ABSTRACT
The experiment on 'spontaneous heat generation' that W. Reich set up with A. Einstein on a winter day in the midst of WWII, at a time when Nazi Germany had the upper hand, is likely the
most bungled experiment in the history of science. And it would forever leave hanging over Reich a
specter of failure, if not crankiness. The man who was later dubbed the greatest genius of the XXth
century by the universal media entente, had rejected Reich's discovery of a thermal anomaly as a trivial artifact resulting from the blockage of normal indoor convection currents - the 'explanation' having been provided courtesy of L. Infeld, then Einstein's assistant.
The experiment centered on whether there was - as Reich claimed - or not, an anomalous positive temperature difference above the top plate of an insulated Faraday cage (named by Reich - the
Orgone Accumulator). If reproducible, Einstein stated the thermal anomaly would be "like a bombshell in Physics".
The present communication describes performance of what we consider to be the critical control to the Reich-Einstein experiment. We found that in a dark, unheated basement room the positive temperature difference above the
top of a naked suspended metal box, as compared to the suspended air thermometer is, in general,
sustained around the clock and is highly significant even by statistical analysis. No such thermal
anomaly is observed with only the wooden box. Furthermore, we demonstrate how the thermal
anomaly can be separated from the cooling effect of any convection currents arising from the ground
(or the floor), and persists when the underside of the metal enclosure is directly exposed to these currents. It is therefore independent of any convection currents in a closed room, and specific to the
unknown energy functions of a metal box. This simple control would have by itself proven correct
the hypothesis that Reich had proposed regarding the existence of anomalous radiative fluxes capable of generating heat in seeming defiance of the Second Law, such as are responsible for the production
of an excess thermal energy above the top of the metal box.

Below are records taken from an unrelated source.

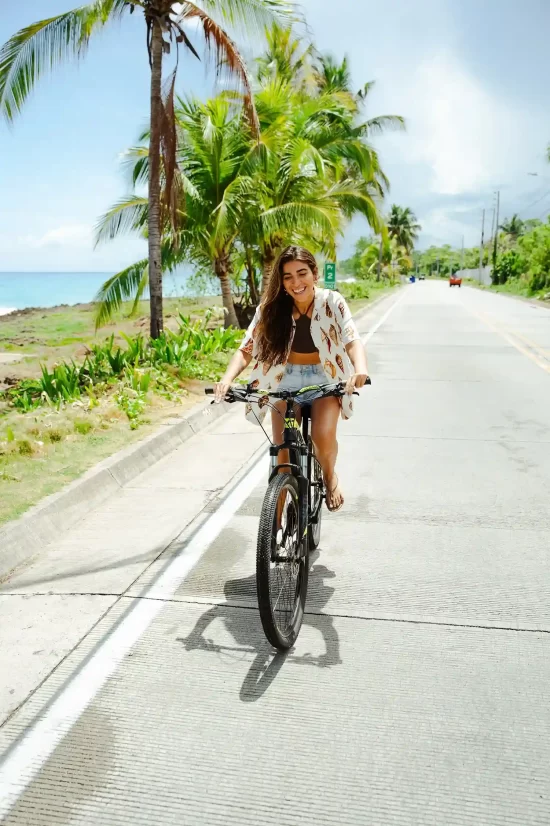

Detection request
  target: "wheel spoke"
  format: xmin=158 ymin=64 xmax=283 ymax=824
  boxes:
xmin=271 ymin=489 xmax=299 ymax=634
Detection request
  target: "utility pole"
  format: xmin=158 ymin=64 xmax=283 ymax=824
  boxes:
xmin=493 ymin=190 xmax=500 ymax=270
xmin=479 ymin=210 xmax=485 ymax=284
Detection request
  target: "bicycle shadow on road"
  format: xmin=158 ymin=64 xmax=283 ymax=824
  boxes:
xmin=179 ymin=551 xmax=341 ymax=703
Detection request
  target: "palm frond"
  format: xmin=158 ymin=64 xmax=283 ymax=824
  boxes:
xmin=181 ymin=0 xmax=302 ymax=35
xmin=95 ymin=195 xmax=149 ymax=245
xmin=179 ymin=0 xmax=262 ymax=135
xmin=0 ymin=0 xmax=129 ymax=121
xmin=363 ymin=115 xmax=407 ymax=136
xmin=94 ymin=258 xmax=149 ymax=330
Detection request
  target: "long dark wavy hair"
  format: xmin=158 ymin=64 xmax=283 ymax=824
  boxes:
xmin=256 ymin=247 xmax=318 ymax=365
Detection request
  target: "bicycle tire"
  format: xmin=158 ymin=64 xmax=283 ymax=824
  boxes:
xmin=256 ymin=473 xmax=309 ymax=651
xmin=307 ymin=436 xmax=324 ymax=550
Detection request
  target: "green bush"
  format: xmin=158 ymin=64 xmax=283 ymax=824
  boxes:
xmin=74 ymin=419 xmax=93 ymax=436
xmin=339 ymin=281 xmax=372 ymax=301
xmin=17 ymin=439 xmax=34 ymax=456
xmin=2 ymin=318 xmax=242 ymax=421
xmin=491 ymin=250 xmax=525 ymax=284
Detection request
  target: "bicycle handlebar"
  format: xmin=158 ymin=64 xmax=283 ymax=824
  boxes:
xmin=204 ymin=376 xmax=372 ymax=404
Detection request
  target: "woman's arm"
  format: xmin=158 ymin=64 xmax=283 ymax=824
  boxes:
xmin=346 ymin=338 xmax=369 ymax=393
xmin=214 ymin=350 xmax=252 ymax=402
xmin=214 ymin=307 xmax=260 ymax=402
xmin=333 ymin=292 xmax=369 ymax=393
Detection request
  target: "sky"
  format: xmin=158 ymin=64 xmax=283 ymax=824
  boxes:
xmin=0 ymin=0 xmax=550 ymax=272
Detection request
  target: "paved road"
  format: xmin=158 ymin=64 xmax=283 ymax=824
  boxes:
xmin=0 ymin=282 xmax=550 ymax=826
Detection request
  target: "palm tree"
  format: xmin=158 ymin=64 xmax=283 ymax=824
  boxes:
xmin=0 ymin=0 xmax=298 ymax=338
xmin=388 ymin=204 xmax=422 ymax=254
xmin=246 ymin=79 xmax=386 ymax=287
xmin=500 ymin=213 xmax=525 ymax=241
xmin=97 ymin=95 xmax=254 ymax=327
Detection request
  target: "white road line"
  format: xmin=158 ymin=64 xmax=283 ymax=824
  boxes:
xmin=0 ymin=291 xmax=405 ymax=821
xmin=0 ymin=455 xmax=267 ymax=821
xmin=361 ymin=290 xmax=406 ymax=344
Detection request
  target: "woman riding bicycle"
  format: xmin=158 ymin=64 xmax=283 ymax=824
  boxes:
xmin=215 ymin=246 xmax=368 ymax=511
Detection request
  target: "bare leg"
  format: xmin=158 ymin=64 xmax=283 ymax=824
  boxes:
xmin=311 ymin=396 xmax=344 ymax=510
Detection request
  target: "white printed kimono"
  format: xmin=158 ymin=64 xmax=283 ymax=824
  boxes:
xmin=239 ymin=287 xmax=359 ymax=424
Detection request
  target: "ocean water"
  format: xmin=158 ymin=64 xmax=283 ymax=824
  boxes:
xmin=0 ymin=272 xmax=197 ymax=313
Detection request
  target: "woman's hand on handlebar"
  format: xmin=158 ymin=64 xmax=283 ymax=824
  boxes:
xmin=344 ymin=373 xmax=369 ymax=395
xmin=214 ymin=379 xmax=231 ymax=403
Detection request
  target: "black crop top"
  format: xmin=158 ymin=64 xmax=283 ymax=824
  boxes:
xmin=292 ymin=301 xmax=319 ymax=353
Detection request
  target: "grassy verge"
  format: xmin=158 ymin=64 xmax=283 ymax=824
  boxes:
xmin=468 ymin=278 xmax=550 ymax=305
xmin=0 ymin=283 xmax=391 ymax=524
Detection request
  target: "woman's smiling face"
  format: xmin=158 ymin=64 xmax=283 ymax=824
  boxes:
xmin=283 ymin=261 xmax=317 ymax=305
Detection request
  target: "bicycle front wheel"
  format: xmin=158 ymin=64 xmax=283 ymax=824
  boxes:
xmin=256 ymin=473 xmax=309 ymax=650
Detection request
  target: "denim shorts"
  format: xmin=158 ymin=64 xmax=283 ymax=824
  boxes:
xmin=271 ymin=364 xmax=330 ymax=403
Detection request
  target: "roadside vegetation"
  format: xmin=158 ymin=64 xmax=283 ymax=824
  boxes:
xmin=415 ymin=215 xmax=550 ymax=301
xmin=0 ymin=11 xmax=408 ymax=523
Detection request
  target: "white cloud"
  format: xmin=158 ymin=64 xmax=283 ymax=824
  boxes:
xmin=17 ymin=224 xmax=93 ymax=248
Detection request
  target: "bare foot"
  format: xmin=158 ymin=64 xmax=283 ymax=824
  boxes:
xmin=325 ymin=474 xmax=344 ymax=513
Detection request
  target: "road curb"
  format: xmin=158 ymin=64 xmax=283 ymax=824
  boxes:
xmin=0 ymin=290 xmax=398 ymax=581
xmin=0 ymin=394 xmax=230 ymax=579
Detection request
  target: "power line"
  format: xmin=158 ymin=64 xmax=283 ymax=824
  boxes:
xmin=518 ymin=189 xmax=550 ymax=218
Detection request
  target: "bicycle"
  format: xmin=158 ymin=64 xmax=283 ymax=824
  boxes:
xmin=205 ymin=379 xmax=371 ymax=651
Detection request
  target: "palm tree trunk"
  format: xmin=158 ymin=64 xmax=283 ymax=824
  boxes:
xmin=262 ymin=247 xmax=275 ymax=295
xmin=246 ymin=249 xmax=260 ymax=307
xmin=214 ymin=258 xmax=240 ymax=329
xmin=149 ymin=19 xmax=164 ymax=338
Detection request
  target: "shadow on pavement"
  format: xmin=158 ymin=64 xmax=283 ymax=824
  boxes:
xmin=179 ymin=551 xmax=341 ymax=703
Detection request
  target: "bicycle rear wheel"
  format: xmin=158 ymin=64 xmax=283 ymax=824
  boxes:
xmin=256 ymin=473 xmax=309 ymax=650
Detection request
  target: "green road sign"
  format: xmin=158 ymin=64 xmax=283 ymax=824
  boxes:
xmin=325 ymin=261 xmax=336 ymax=290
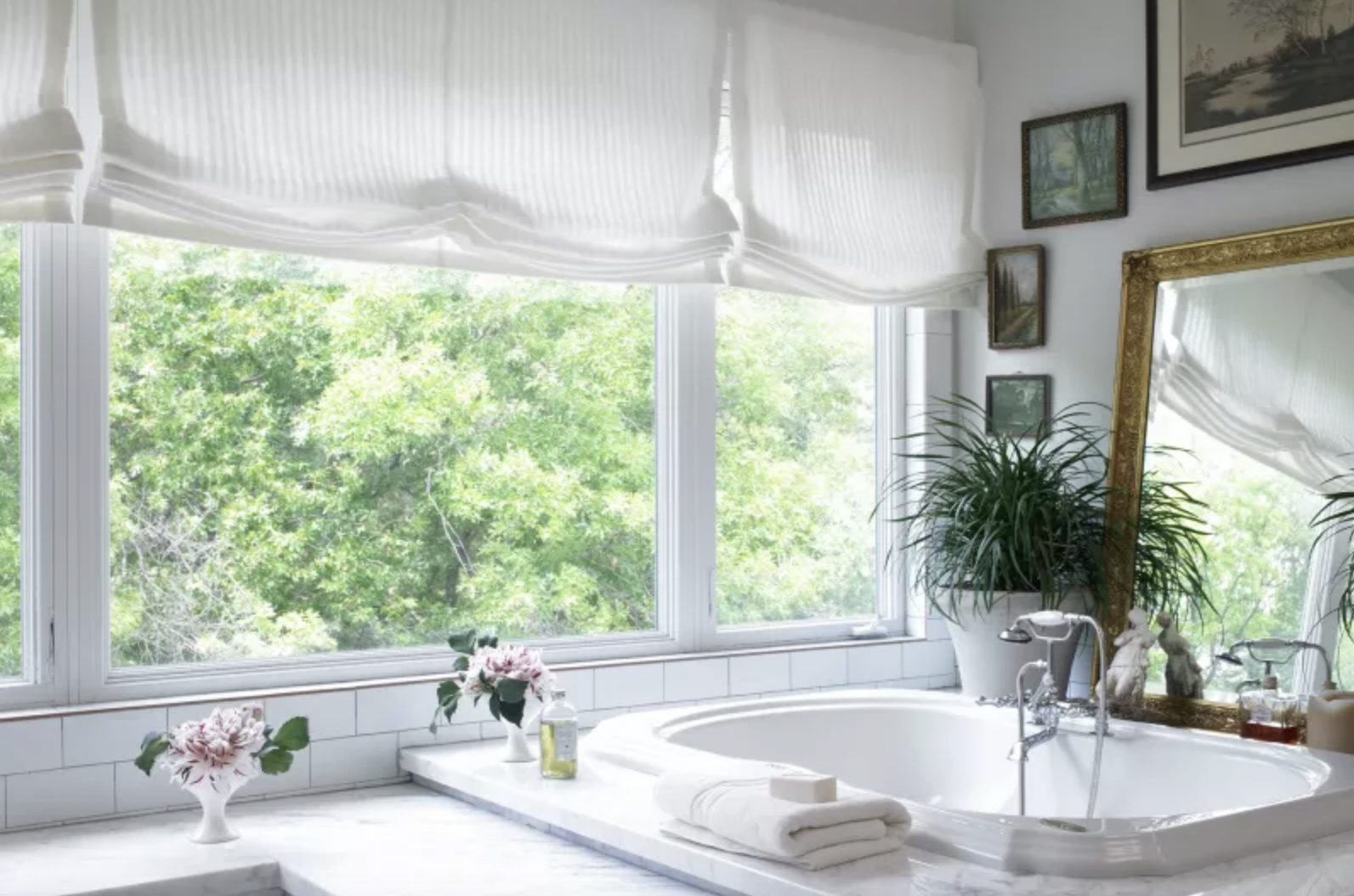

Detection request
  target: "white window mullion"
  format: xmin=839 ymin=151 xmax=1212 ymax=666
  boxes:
xmin=62 ymin=220 xmax=111 ymax=702
xmin=875 ymin=309 xmax=920 ymax=635
xmin=0 ymin=224 xmax=71 ymax=709
xmin=658 ymin=286 xmax=717 ymax=651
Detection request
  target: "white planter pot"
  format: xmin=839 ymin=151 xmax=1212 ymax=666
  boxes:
xmin=945 ymin=592 xmax=1090 ymax=697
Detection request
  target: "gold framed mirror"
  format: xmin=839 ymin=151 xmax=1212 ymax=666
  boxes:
xmin=1102 ymin=218 xmax=1354 ymax=731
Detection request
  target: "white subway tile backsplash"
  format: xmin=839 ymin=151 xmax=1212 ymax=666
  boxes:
xmin=847 ymin=644 xmax=904 ymax=685
xmin=310 ymin=731 xmax=399 ymax=788
xmin=555 ymin=669 xmax=594 ymax=712
xmin=247 ymin=740 xmax=309 ymax=796
xmin=5 ymin=768 xmax=113 ymax=827
xmin=112 ymin=762 xmax=198 ymax=812
xmin=61 ymin=706 xmax=168 ymax=768
xmin=0 ymin=718 xmax=61 ymax=774
xmin=790 ymin=647 xmax=850 ymax=690
xmin=356 ymin=683 xmax=438 ymax=734
xmin=593 ymin=663 xmax=664 ymax=709
xmin=728 ymin=654 xmax=790 ymax=697
xmin=904 ymin=642 xmax=955 ymax=678
xmin=264 ymin=690 xmax=354 ymax=740
xmin=399 ymin=725 xmax=479 ymax=750
xmin=664 ymin=658 xmax=728 ymax=702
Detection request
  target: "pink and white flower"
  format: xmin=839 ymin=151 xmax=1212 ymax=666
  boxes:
xmin=164 ymin=704 xmax=267 ymax=786
xmin=456 ymin=644 xmax=552 ymax=700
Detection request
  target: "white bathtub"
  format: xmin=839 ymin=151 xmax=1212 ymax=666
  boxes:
xmin=587 ymin=690 xmax=1354 ymax=877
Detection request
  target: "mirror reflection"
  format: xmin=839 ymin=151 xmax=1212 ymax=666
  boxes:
xmin=1144 ymin=258 xmax=1354 ymax=701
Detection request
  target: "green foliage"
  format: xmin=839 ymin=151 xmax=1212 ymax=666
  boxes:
xmin=133 ymin=731 xmax=169 ymax=777
xmin=1148 ymin=462 xmax=1313 ymax=693
xmin=715 ymin=290 xmax=876 ymax=626
xmin=0 ymin=226 xmax=23 ymax=678
xmin=0 ymin=227 xmax=875 ymax=675
xmin=254 ymin=716 xmax=310 ymax=774
xmin=881 ymin=396 xmax=1206 ymax=620
xmin=110 ymin=235 xmax=654 ymax=665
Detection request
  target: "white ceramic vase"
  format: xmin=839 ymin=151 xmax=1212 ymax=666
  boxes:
xmin=498 ymin=718 xmax=536 ymax=762
xmin=184 ymin=778 xmax=246 ymax=843
xmin=947 ymin=592 xmax=1089 ymax=697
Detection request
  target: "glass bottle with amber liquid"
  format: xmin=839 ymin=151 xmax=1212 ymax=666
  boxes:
xmin=541 ymin=688 xmax=578 ymax=781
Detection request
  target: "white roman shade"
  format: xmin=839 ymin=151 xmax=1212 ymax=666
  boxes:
xmin=82 ymin=0 xmax=737 ymax=281
xmin=0 ymin=0 xmax=82 ymax=222
xmin=728 ymin=0 xmax=986 ymax=307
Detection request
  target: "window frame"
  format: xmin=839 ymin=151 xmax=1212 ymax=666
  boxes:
xmin=0 ymin=0 xmax=921 ymax=711
xmin=0 ymin=235 xmax=921 ymax=708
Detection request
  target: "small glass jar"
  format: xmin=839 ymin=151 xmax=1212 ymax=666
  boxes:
xmin=541 ymin=688 xmax=578 ymax=781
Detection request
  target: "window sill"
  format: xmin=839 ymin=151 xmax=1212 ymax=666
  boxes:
xmin=0 ymin=635 xmax=926 ymax=723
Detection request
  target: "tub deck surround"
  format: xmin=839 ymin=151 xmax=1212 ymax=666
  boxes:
xmin=401 ymin=693 xmax=1354 ymax=896
xmin=0 ymin=784 xmax=700 ymax=896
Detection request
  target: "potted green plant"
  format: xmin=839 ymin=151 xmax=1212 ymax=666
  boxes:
xmin=881 ymin=396 xmax=1208 ymax=697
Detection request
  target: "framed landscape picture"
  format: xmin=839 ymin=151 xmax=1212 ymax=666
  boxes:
xmin=1021 ymin=103 xmax=1128 ymax=230
xmin=1147 ymin=0 xmax=1354 ymax=190
xmin=987 ymin=373 xmax=1052 ymax=439
xmin=987 ymin=247 xmax=1044 ymax=349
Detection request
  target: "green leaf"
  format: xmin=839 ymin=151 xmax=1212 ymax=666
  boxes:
xmin=258 ymin=748 xmax=295 ymax=774
xmin=272 ymin=716 xmax=310 ymax=750
xmin=498 ymin=700 xmax=527 ymax=729
xmin=494 ymin=678 xmax=528 ymax=702
xmin=135 ymin=731 xmax=169 ymax=777
xmin=447 ymin=628 xmax=475 ymax=654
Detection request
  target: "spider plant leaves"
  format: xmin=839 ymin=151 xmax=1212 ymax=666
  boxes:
xmin=876 ymin=396 xmax=1218 ymax=621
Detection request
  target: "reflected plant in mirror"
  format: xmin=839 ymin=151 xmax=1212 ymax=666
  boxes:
xmin=1137 ymin=250 xmax=1354 ymax=702
xmin=881 ymin=396 xmax=1206 ymax=697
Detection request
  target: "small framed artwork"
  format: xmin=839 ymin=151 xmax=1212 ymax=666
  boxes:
xmin=1147 ymin=0 xmax=1354 ymax=190
xmin=987 ymin=247 xmax=1044 ymax=349
xmin=987 ymin=373 xmax=1052 ymax=439
xmin=1021 ymin=103 xmax=1128 ymax=230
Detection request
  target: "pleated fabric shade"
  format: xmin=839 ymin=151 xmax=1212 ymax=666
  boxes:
xmin=0 ymin=0 xmax=82 ymax=222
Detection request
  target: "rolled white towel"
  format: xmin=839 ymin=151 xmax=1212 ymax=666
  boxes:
xmin=654 ymin=763 xmax=911 ymax=869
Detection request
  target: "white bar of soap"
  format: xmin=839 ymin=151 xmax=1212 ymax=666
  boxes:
xmin=770 ymin=774 xmax=836 ymax=802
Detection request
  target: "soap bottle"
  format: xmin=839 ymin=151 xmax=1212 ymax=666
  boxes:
xmin=541 ymin=688 xmax=578 ymax=781
xmin=1242 ymin=672 xmax=1302 ymax=743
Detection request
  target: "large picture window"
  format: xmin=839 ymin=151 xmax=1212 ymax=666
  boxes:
xmin=0 ymin=226 xmax=25 ymax=678
xmin=105 ymin=235 xmax=657 ymax=666
xmin=715 ymin=290 xmax=877 ymax=626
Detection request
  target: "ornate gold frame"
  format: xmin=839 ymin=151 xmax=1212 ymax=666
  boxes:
xmin=1101 ymin=218 xmax=1354 ymax=731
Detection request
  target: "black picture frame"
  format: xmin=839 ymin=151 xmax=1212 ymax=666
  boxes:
xmin=984 ymin=373 xmax=1053 ymax=439
xmin=1146 ymin=0 xmax=1354 ymax=190
xmin=1021 ymin=103 xmax=1128 ymax=230
xmin=987 ymin=245 xmax=1046 ymax=352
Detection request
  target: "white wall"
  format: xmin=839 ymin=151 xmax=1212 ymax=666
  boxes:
xmin=956 ymin=0 xmax=1354 ymax=406
xmin=779 ymin=0 xmax=955 ymax=41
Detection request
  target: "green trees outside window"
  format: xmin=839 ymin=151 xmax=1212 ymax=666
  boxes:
xmin=0 ymin=226 xmax=23 ymax=678
xmin=715 ymin=290 xmax=877 ymax=626
xmin=108 ymin=235 xmax=654 ymax=665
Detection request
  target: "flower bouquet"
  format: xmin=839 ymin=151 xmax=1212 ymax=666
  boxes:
xmin=135 ymin=704 xmax=310 ymax=843
xmin=439 ymin=629 xmax=552 ymax=762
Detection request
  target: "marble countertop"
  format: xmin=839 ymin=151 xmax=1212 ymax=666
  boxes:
xmin=401 ymin=738 xmax=1354 ymax=896
xmin=0 ymin=784 xmax=699 ymax=896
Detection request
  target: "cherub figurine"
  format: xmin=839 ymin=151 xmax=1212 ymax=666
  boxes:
xmin=1156 ymin=613 xmax=1204 ymax=700
xmin=1096 ymin=608 xmax=1156 ymax=706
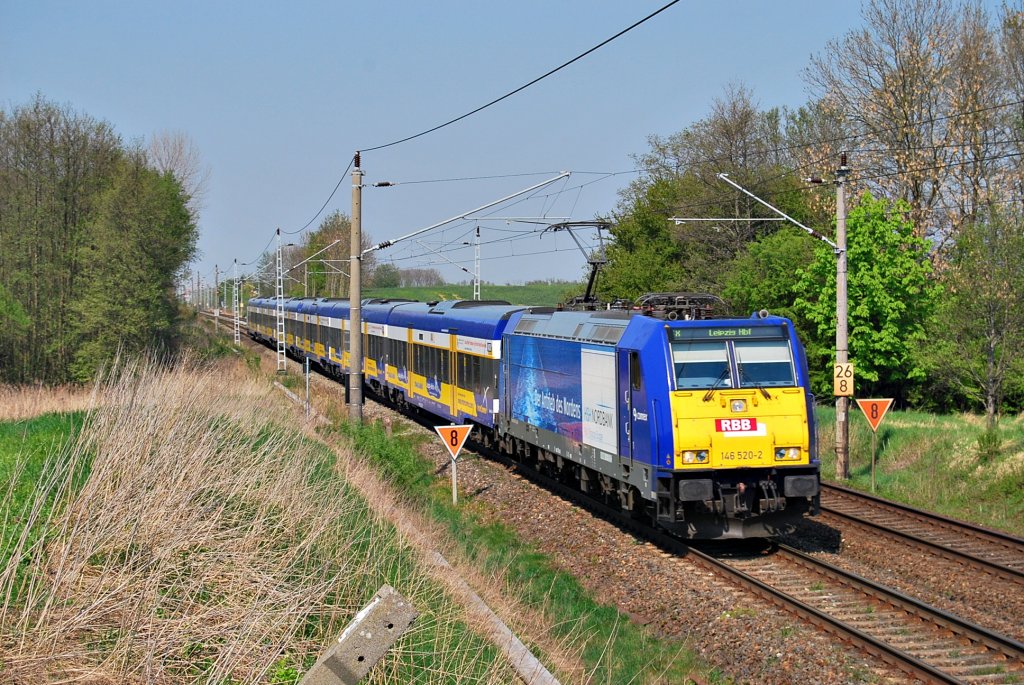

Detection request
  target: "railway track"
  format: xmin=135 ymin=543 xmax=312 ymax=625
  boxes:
xmin=696 ymin=545 xmax=1024 ymax=683
xmin=821 ymin=483 xmax=1024 ymax=585
xmin=460 ymin=445 xmax=1024 ymax=684
xmin=207 ymin=317 xmax=1024 ymax=683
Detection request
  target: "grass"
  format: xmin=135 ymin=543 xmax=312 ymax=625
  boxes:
xmin=364 ymin=282 xmax=586 ymax=306
xmin=0 ymin=411 xmax=86 ymax=592
xmin=338 ymin=424 xmax=695 ymax=683
xmin=0 ymin=359 xmax=514 ymax=685
xmin=817 ymin=406 xmax=1024 ymax=536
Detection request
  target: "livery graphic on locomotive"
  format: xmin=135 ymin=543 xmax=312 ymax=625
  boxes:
xmin=247 ymin=298 xmax=819 ymax=539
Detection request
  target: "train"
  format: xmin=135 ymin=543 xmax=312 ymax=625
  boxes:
xmin=246 ymin=297 xmax=820 ymax=540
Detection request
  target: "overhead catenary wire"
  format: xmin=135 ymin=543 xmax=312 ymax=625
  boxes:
xmin=361 ymin=0 xmax=679 ymax=153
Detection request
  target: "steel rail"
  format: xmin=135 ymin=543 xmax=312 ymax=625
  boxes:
xmin=821 ymin=505 xmax=1024 ymax=584
xmin=821 ymin=482 xmax=1024 ymax=554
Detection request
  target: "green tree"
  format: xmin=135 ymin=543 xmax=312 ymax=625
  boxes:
xmin=722 ymin=226 xmax=817 ymax=318
xmin=795 ymin=194 xmax=938 ymax=398
xmin=71 ymin=151 xmax=196 ymax=381
xmin=920 ymin=209 xmax=1024 ymax=423
xmin=601 ymin=86 xmax=821 ymax=297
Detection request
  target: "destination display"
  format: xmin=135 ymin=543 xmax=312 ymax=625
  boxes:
xmin=668 ymin=326 xmax=786 ymax=342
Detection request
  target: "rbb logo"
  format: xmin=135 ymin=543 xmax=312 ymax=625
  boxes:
xmin=715 ymin=419 xmax=758 ymax=433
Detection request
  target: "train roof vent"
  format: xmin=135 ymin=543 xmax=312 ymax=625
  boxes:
xmin=451 ymin=300 xmax=512 ymax=309
xmin=515 ymin=318 xmax=537 ymax=333
xmin=590 ymin=326 xmax=625 ymax=343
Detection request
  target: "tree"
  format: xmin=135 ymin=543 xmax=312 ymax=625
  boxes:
xmin=794 ymin=194 xmax=938 ymax=398
xmin=296 ymin=210 xmax=376 ymax=297
xmin=0 ymin=95 xmax=196 ymax=383
xmin=146 ymin=131 xmax=210 ymax=213
xmin=722 ymin=226 xmax=816 ymax=318
xmin=921 ymin=206 xmax=1024 ymax=430
xmin=601 ymin=85 xmax=818 ymax=297
xmin=71 ymin=151 xmax=196 ymax=381
xmin=806 ymin=0 xmax=1020 ymax=245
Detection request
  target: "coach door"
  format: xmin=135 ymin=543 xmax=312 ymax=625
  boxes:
xmin=618 ymin=349 xmax=655 ymax=464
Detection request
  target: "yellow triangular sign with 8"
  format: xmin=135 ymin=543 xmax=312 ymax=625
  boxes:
xmin=434 ymin=426 xmax=473 ymax=459
xmin=857 ymin=397 xmax=893 ymax=432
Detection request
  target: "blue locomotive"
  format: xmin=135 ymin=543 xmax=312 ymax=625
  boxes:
xmin=248 ymin=298 xmax=819 ymax=539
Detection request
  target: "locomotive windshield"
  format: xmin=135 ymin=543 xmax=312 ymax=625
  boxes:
xmin=670 ymin=327 xmax=796 ymax=390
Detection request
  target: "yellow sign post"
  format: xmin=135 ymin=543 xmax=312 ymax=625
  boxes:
xmin=857 ymin=397 xmax=893 ymax=493
xmin=833 ymin=362 xmax=853 ymax=397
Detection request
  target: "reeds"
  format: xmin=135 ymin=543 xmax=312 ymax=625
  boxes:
xmin=0 ymin=385 xmax=93 ymax=421
xmin=0 ymin=362 xmax=514 ymax=683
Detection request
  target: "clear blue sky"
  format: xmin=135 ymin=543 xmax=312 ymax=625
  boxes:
xmin=6 ymin=0 xmax=880 ymax=283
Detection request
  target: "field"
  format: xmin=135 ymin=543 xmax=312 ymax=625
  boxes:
xmin=364 ymin=283 xmax=586 ymax=306
xmin=0 ymin=355 xmax=693 ymax=685
xmin=0 ymin=333 xmax=1024 ymax=685
xmin=817 ymin=405 xmax=1024 ymax=536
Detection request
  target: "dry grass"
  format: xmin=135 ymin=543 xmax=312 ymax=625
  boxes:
xmin=0 ymin=385 xmax=95 ymax=421
xmin=0 ymin=365 xmax=513 ymax=683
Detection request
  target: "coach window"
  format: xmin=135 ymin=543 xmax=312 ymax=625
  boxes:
xmin=734 ymin=340 xmax=797 ymax=387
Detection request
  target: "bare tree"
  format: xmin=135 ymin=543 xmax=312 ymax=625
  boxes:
xmin=806 ymin=0 xmax=955 ymax=234
xmin=146 ymin=131 xmax=210 ymax=214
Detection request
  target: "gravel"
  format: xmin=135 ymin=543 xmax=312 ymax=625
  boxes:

For nearly sixty years, the Reich-Einstein experiment has remained forbidden territory: not
one stringent repetition was ever performed. This alone could stand as a tribute to the slowness of
change which a socially promoted armor imposes upon human understanding and grasp of natural
processes. Yet, the thermal phenomenon is verifiable, and observed even under disadvantageous or
limit conditions. Thereby, Infeld's objection is shown to be facile, and Einstein's oscillation between
his enthusiasm for Reich's explanation and his hasty acceptance of this facile objection, leaves us with
the sensation that Great Men are only the idols of Little Men. The authors in fact contend that, for
a brief moment, Einstein had in his hands the chance he had so much sought (with the gravity papers,
the ZPE proposal, and the search for a unified field theory) to grasp an experimental basis for a non-electromagnetic continuous field action.